Nayantara Sahgal is back. Doing what she does best: sharing family secrets in an inimitable manner.



LEGACY AND LETTERS: Nayantara Sahgal in New Delhi. Photo: V. Sudershan.

WITH NAYANTARA Sahgal, the clock seems to have long stopped ticking. The same calculated yet feathery footsteps, the same mix of grey and black hair strands circling her delicate neck, the matching half smile to go with it. Measured. At times mordant.

And that refined style of conversation, opening a window to peek in and closing another to keep you on the fringe. After coming to town with her last novel "Lesser Breed" a year ago, this daughter of the Nehru family is in news now for publishing "Before Freedom: Nehru's Letters (1909 - 1947)." This Roli Book publication, Nayantara says, "is the last bit of maamu's letters." Having already published Pandit Jawaharlal Nehru's letters to his daughter Indira, to his father Motilal Nehru, she says, "this was long due."

After her illustrious mother Vijayalaxmi Pandit kissed death in 1990 at her house in Dehra Dun, all her papers were left with Nayantara which gave her an opportunity to go through them at leisure.
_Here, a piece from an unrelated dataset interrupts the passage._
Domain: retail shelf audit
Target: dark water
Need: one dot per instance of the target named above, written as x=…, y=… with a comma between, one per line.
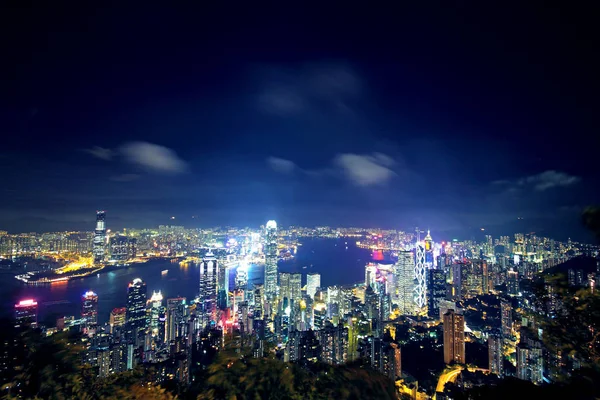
x=329, y=257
And then, the idea struck.

Rare pictures

"Letters have a lot to do with whom they are addressed to. In these set of Maamu's letters, one gets to see the strong bonding between a brother and a sister with an age gap of 11 years. Also, it gives strong indications about him as a husband, a father and also as a statesman. Since they were written at a time when our country was going through its independent struggle, it naturally has a lot of historical value," the author of "Prison And Chocolate Cake" explains. Beginning with the year 1909 when Nehru was a student at Cambridge University, the letters also talk of his prison days till the grant of India's independence, enfolding a span of 38 years.

"It is divided into seven sections, some part of it is serious and some humorous, some bit is about family relationships, some about the country's struggle for freedom and his world view," describes this Sahitya Akademi awardee.

Clubbed with the letters are a set of pictures from the family album, most of which found place in print for the first time.

Favourite niece

Popularly known as "Nehru's favourite niece", which Nayantara, of course, refuses to accept in toto, she agrees that her maamu features in all of her novels. "Despite being extremely busy in public life, he always used to have time for those he loved. After losing my father at a very young age, he became a father figure to me and left an indelible impression," the lady mentions as an instance, Nehru's contemporary and the Communist Party leader Hiren Mukherjee's comment that 'Nehru is a gentle colossus.' "Even his opponents had to admit his geniality," she adds. A sense of family pride gels with the mid evening ambience.